We attended an open house at a local prep school this morning, which was both interesting and, as always, a bit eye opening to me. You see, we live in a fairly affluent part of the county, and this particular school touts itself as both a private prep school and as a supplemental program to augment homeschooling. The open house itself was very nice-the school is a private, Christian centered prep school, and I must say I was impressed with the variety offered and the rigorous classes. The school was warm, welcoming, and unfortunately prohibitively expensive. Like $1200 a month expensive, which is about $1198 above our budget.
But what struck me, as it always does when faced with situations like this, is the behavior and attitude of the parents. I was asked what my husband does for a living, what kind of car I drive, weather I have a degree, and what "spa" I go to to get my hair done. I can only imagine how disappointed the women were to learn that I not only color, but cut my own hair,that my car is a 1997 Jeep with windows you roll down yourself, and that I the only degree I have is a Master's in BS.
Although a very nice school, I was struck by the curious fact that none of the women attending asked me about my kids-the whole reason we were there in the first place.
It seemed much more a social evaluation than an opportunity for my kids. And we all know this chicky doesn't do the social climb. Complete lack of social skills and a shocking tendency to swear during casual conversation aside.

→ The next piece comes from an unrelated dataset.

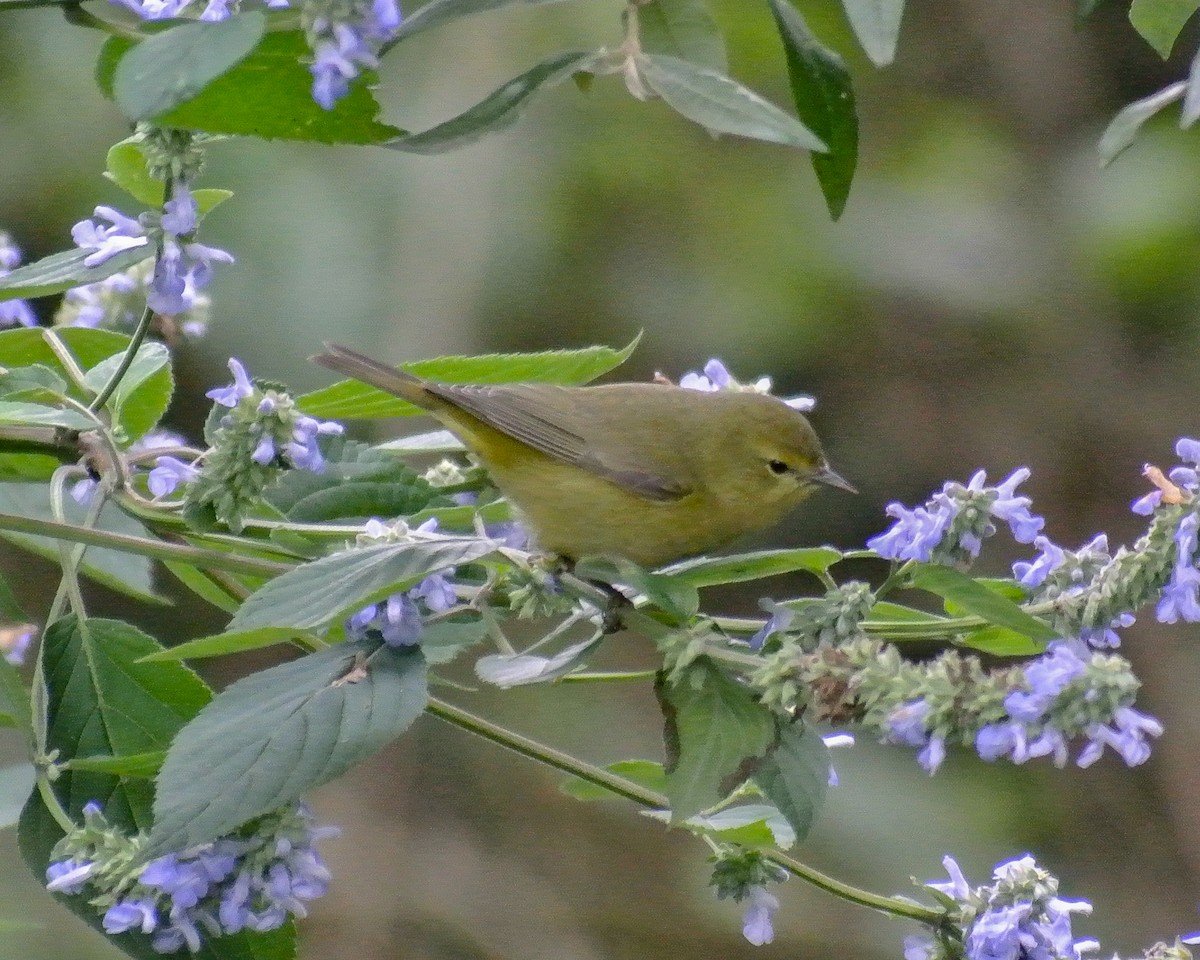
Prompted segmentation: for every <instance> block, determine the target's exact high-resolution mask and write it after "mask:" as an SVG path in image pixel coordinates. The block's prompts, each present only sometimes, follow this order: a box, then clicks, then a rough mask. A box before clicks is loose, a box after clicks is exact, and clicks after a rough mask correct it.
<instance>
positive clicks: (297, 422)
mask: <svg viewBox="0 0 1200 960" xmlns="http://www.w3.org/2000/svg"><path fill="white" fill-rule="evenodd" d="M229 370H230V371H232V373H233V376H234V382H233V384H232V385H229V386H223V388H220V389H216V390H210V391H209V392H208V395H206V396H208V397H209V398H210V400H212V401H214V402H215V403H216V404H217V406H218V407H227V408H228V409H229V412H228V413H226V414H224V415H223V416H222V418H221V419H220V421H218V426H217V428H216V430H215V431H212V436H211V437H210V442H211V444H212V446H211V449H210V450H209V451H208V454H205V455H204V466H203V468H202V469H200V473H199V476H198V478H197V479H196V480H194V482H192V484H190V486H188V488H187V508H188V510H190V511H193V514H194V512H196V511H199V514H200V515H203V514H204V511H206V510H211V511H212V515H214V516H215V517H216V518H217V520H220V521H222V522H223V523H226V524H227V526H228V527H229V528H230V529H232V530H234V532H235V533H238V532H240V530H241V528H242V524H244V516H245V514H246V511H247V510H250V509H251V508H252V506H254V505H256V504H258V503H259V500H260V498H262V494H263V491H264V490H266V487H268V485H270V484H271V482H272V481H274V480H275V479H276V478H277V476H278V474H280V470H282V469H287V468H289V467H294V468H298V469H305V470H312V472H314V473H320V472H322V470H323V469H324V466H325V461H324V457H323V455H322V452H320V448H319V445H318V437H320V436H328V434H337V433H341V432H342V426H341V424H335V422H330V421H325V422H322V421H319V420H314V419H313V418H311V416H305V415H304V414H301V413H300V412H299V410H298V409H296V406H295V401H293V398H292V397H290V396H289V395H288V394H287V392H284V391H283V390H282V389H277V388H276V386H272V385H270V384H262V383H256V382H251V379H250V377H248V376H247V374H246V368H245V367H244V366H242V365H241V362H240V361H238V360H230V361H229Z"/></svg>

Quite simply, I decided a long time ago that if I had to choose between liking myself and being liked by others, I would take the former in a heartbeat, that I would conscientiously choose a full heart over a fat bank account(although that would be nice,too) and that if the only thing my kids came away with as adults is to be true to yourself, then I would be pretty darned lucky.
Plus, I have a sneaking pride in my quirky, redneck tendencies. Give me a couple of cinder blocks, some plywood and a roll of duct tape and I can do anything! I make my own cleaning products! I have kids who can name every villain in every Nintendo game ever made-EVER! We think shows like Mythbusters and Sons of Guns are cinematic gold!
So, I guess even though the school itself wasn't a good fit for us, it did leave me feeling pretty satisfied with what I do have and what I choose to do without, and that maybe, just maybe my kids will grow up to be just fine.